1151046 - UAF in nr_ice_peer_ctx_destroy_cb

Reporter

Description

•

9 years ago

From crash-stats:

https://crash-stats.mozilla.com/signature/?signature=nr_ice_peer_ctx_destroy_cb&_columns=date&_columns=product&_columns=version&_columns=build_id&_columns=platform&_columns=reason&_columns=address&page=1

Looking at the track, the ice_ctx seems to have been freed.

There is only one place that leads to a call to this function:

https://dxr.mozilla.org/mozilla-central/source/media/mtransport/nricectx.cpp?from=~NrIceCtx&case=true#524

Here we end up scheduling two timers, the first to destroy the ice_peer_ctx, and the second to free the ice_ctx. In this order, we're fine, but if somehow these timers execute in the opposite order we end up seeing a crash like the ones above. 

Given that I trust the timer stuff as far as I can throw it (which has not proven to be very far, since my trash can is a scant 2 feet from me), we should probably not trust these to happen in the order we schedule them in.

Byron Campen [:bwc]

Reporter

Comment 1

•

9 years ago

It is also possible that we're messing up our refcount on NrIceCtx somehow, resulting the the d'tor running twice. This would explain some other UAFs we're seeing where the "free" only happens during teardown of the whole NrIceCtx.

Eric Rescorla (:ekr)

Comment 2

•

9 years ago

FWIW, I have repeatedly assumed that things do happen in the right order.
Should we rewrite NR_async_timer_set() to enforce that? It wouldn't be
hard.

Flags: needinfo?(docfaraday)

Byron Campen [:bwc]

Reporter

Comment 3

•

9 years ago

Clearing ni per discussion with ekr.

Flags: needinfo?(docfaraday)

Byron Campen [:bwc]

Reporter

Comment 4

•

9 years ago

So, reading and thinking some more, since we're crashing because of poisoned memory down in nr_ice_peer_ctx_destroy_cb, if ~NrIceCtx() is running for the second time, I would expect us to crash due to poisoned memory here:

https://dxr.mozilla.org/mozilla-central/source/media/mtransport/third_party/nICEr/src/ice/ice_peer_ctx.c#497

Also, given that NrIceCtx is virtual, I would expect the vptr to be poisoned as well, which means we probably wouldn't even be able to invoke the d'tor (I don't see how the compiler would know the static type, and be able to avoid following the vptr, anywhere other than in NrIceCtx::Create()).

Byron Campen [:bwc]

Reporter

Comment 5

•

9 years ago

Actually, there's a third possibility here: we're crashing here.

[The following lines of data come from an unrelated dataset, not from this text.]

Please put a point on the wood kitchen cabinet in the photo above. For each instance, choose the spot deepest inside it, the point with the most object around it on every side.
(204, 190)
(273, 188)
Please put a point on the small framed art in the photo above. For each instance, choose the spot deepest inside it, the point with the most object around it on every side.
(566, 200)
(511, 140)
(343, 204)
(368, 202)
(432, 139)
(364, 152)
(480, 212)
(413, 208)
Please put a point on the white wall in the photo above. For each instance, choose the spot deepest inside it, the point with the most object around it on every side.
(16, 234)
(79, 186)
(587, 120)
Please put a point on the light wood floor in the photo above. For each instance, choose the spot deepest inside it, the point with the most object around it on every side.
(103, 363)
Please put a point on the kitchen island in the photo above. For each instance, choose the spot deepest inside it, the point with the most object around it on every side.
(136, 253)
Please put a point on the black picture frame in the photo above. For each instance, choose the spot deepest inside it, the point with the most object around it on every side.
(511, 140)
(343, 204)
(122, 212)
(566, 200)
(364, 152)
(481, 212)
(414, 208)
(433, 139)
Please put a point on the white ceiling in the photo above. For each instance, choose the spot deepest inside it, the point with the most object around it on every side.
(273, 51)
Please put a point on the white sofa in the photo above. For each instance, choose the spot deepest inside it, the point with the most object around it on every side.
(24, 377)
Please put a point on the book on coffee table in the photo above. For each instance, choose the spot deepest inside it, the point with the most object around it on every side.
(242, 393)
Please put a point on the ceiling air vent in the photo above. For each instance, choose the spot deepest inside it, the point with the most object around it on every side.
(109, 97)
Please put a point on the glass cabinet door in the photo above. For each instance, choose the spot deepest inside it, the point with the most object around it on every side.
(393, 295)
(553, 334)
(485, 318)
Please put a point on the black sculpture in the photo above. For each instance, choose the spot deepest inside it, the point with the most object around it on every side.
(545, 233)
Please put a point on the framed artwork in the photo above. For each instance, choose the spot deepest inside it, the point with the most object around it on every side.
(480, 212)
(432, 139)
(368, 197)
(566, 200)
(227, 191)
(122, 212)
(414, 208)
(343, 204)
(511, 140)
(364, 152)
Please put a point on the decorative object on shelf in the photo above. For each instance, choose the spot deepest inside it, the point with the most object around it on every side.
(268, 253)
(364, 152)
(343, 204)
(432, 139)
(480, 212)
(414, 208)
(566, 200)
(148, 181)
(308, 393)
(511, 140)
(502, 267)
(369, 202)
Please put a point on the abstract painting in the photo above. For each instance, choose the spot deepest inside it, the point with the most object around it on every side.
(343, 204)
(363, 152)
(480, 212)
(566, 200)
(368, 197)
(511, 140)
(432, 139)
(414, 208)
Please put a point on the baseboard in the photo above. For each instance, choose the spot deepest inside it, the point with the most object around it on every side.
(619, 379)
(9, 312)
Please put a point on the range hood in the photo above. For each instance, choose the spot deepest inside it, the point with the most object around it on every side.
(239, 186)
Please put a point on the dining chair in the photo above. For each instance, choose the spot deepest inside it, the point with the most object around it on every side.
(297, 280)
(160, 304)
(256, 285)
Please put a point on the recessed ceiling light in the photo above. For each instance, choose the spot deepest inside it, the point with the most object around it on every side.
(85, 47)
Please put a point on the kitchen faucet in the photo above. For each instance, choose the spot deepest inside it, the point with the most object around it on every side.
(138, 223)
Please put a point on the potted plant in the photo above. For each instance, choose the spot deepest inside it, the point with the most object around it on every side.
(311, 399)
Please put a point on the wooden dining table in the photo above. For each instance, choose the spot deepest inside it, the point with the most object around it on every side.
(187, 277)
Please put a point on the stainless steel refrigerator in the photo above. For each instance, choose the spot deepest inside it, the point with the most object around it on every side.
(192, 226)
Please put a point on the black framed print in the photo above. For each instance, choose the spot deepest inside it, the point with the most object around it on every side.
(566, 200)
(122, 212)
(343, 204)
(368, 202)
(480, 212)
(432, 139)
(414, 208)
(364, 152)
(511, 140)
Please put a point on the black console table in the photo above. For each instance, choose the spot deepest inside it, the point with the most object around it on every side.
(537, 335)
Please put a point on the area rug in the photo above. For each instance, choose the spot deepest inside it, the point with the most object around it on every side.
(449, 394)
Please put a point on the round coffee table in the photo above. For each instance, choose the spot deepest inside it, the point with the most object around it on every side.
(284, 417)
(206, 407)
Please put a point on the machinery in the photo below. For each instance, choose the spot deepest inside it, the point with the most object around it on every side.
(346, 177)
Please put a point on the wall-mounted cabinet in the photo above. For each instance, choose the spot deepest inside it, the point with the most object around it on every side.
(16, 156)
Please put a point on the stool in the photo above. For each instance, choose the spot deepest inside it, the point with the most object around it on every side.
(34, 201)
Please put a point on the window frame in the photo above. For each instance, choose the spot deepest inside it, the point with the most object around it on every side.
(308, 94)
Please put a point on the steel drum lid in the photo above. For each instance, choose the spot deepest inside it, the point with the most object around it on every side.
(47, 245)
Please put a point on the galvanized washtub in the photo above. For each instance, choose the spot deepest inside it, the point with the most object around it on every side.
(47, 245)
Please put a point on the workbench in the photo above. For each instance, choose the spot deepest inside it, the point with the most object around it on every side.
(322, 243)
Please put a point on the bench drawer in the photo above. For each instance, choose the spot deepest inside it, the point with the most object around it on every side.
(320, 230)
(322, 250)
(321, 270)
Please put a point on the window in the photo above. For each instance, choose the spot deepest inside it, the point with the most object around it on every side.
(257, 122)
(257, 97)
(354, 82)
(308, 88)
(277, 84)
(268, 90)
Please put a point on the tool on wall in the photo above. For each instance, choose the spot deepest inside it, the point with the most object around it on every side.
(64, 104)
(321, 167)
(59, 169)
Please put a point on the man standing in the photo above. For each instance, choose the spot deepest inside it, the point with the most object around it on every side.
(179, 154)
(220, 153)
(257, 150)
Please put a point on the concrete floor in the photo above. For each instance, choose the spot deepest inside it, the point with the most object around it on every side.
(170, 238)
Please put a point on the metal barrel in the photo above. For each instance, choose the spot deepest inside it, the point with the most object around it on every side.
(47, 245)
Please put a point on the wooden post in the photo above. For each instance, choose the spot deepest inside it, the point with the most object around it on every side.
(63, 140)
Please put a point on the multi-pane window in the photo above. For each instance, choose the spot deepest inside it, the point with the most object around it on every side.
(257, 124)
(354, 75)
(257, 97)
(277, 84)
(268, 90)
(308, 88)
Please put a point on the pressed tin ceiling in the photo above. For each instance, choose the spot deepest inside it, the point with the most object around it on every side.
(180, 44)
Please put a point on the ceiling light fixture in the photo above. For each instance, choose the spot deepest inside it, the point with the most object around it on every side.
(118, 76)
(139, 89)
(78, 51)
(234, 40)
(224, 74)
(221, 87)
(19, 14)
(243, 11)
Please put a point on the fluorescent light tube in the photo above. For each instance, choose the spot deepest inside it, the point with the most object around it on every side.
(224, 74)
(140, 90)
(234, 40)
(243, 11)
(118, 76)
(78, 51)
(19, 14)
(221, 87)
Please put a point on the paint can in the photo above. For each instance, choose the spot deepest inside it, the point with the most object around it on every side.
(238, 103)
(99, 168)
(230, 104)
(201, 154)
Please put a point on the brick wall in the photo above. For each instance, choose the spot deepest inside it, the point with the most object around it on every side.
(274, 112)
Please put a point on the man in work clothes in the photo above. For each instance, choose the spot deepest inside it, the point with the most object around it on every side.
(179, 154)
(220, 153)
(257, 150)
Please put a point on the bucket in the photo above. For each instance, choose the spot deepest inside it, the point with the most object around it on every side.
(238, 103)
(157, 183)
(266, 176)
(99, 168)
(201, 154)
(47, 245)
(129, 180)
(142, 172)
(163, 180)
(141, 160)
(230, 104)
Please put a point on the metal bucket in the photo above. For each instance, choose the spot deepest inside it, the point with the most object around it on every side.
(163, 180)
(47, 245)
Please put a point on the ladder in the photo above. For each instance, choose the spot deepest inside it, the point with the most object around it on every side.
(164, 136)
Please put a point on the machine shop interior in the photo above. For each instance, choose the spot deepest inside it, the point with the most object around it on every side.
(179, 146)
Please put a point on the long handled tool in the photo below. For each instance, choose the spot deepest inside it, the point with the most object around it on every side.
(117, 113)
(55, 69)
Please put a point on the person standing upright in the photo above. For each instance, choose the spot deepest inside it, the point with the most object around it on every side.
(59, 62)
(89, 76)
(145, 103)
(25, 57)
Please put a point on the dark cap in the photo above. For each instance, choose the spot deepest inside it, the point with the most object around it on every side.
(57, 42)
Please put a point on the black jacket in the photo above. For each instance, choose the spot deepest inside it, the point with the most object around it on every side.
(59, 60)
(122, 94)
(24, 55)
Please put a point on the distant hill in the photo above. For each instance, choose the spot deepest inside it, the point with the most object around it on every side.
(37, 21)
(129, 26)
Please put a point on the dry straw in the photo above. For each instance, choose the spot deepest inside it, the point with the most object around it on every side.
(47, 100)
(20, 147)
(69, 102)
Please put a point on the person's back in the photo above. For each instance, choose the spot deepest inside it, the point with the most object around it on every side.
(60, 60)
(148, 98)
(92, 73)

      STAILQ_REMOVE(&pctx->ctx->peers, pctx, nr_ice_peer_ctx_, entry);

It is possible that one of the peers in the tailq has been destroyed, causing its next ptr to have a crashy value.

Byron Campen [:bwc]

Reporter

Comment 6

•

9 years ago

More reading, it seems that the scenario in comment 5 isn't going to arise, since I can't see how we would create more than one ice_peer_ctx; if the only ice_peer_ctx is freed, we would crash earlier.

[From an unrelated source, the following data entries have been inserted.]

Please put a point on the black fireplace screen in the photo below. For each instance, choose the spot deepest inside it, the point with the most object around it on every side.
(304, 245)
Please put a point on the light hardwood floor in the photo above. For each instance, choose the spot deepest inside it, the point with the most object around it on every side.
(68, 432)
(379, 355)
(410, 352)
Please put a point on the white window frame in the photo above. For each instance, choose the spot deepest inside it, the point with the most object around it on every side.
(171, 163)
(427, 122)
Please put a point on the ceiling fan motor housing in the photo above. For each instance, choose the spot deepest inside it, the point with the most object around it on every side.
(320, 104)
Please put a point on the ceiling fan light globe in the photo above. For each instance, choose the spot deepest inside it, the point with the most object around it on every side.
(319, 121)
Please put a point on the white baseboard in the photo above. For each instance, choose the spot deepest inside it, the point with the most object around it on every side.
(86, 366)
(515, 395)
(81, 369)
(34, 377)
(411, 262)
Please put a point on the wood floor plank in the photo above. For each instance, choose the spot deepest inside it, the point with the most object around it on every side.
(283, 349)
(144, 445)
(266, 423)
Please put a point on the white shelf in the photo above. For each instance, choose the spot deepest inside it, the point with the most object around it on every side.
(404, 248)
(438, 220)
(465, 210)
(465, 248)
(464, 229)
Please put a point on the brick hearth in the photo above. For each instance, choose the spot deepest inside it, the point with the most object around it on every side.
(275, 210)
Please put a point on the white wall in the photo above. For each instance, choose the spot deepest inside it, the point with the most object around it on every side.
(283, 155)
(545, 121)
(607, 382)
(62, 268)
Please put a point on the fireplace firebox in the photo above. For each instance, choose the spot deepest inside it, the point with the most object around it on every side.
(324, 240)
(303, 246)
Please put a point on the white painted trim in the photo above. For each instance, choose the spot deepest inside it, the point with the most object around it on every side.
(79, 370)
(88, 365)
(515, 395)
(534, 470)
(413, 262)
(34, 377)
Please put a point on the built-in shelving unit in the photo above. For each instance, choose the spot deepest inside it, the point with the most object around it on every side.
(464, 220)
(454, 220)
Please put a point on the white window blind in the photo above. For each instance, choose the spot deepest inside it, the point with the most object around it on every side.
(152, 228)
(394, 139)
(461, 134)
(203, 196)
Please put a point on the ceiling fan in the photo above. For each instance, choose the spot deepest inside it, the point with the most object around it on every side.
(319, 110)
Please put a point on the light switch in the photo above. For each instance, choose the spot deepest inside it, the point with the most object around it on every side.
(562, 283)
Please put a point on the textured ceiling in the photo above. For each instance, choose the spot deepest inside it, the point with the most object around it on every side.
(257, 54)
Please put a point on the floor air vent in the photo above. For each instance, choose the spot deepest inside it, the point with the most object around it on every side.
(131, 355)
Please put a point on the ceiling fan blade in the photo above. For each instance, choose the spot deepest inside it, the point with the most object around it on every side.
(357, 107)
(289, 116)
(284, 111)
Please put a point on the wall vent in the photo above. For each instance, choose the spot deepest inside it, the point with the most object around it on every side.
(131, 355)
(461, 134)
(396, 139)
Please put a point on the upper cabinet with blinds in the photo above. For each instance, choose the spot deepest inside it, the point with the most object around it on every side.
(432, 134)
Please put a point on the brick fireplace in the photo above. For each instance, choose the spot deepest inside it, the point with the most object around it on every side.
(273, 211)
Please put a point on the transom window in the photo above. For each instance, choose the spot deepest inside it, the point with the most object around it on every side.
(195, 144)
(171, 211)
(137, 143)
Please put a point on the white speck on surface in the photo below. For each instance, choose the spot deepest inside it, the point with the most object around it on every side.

Randell Jesup [:jesup] (needinfo me)

Comment 7

•

9 years ago

Regarding timer ordering:
* These are both scheduled on this thread with a 0 delta timeout
* They may both have the same timeout target, or the second may be larger than the first
* Timers are inserted using the TimerAdditionComparator, which returns LessThan() == true for any timer with a lower *or* equal timeout (which should ensure that two calls to schedule a timer with target == N will be inserted in the 'correct' order)
** Timers inserted with target N when the current time is N+M will be inserted *after* all timers with time <= N+M (i.e. inserted as if the target was N+M, not N).  This would not change the ordering of timers inserted with a target of N; it does mean that scheduling of timers with *different* timeouts can execute in an order different than was intended.  I.e. InsertTimer(N+X); InsertTimer(N) may execute with N+X first in the case where InsertTimer(N) happens after or at N+X.
* I see nothing in the IDL for nsITimer that makes in-order firing of timers started with the same target tick a property of the API contract, though it's likely that other bits of code rely on this property as well (and it's a reasonable property to provide).  The change here would be to add a comment to the IDL specifying this behavior.
** I don't know why the "insert-after-expired-timers" bit was done, though I have some guesses.  We should detail why, and perhaps expose that in the API contract as well.
** If we do this, we should (in DEBUG) MOZ_ASSERT that the timer following the insertion point is > than the inserted time (MOZ_ASSERT(mTimers[insert_point+1].timeout > timeout) roughly).
* I see nothing in the TimerThread impl that would change ordering

tldr: From inspection, the timers should execute in the correct order -- but this is purely inspection

NI froyd/ehsan about the timer API issues above for any insight (bz has also delved into this code IIRC) - especially about the insert-after-expired-timers bit, which *can* cause inversion of out-of-order insertion with different timeouts (not this case)

Flags: needinfo?(nfroyd)

Flags: needinfo?(ehsan)

Eric Rescorla (:ekr)

Comment 8

•

9 years ago

I certainly expected timers to fire in order, based on your point #3.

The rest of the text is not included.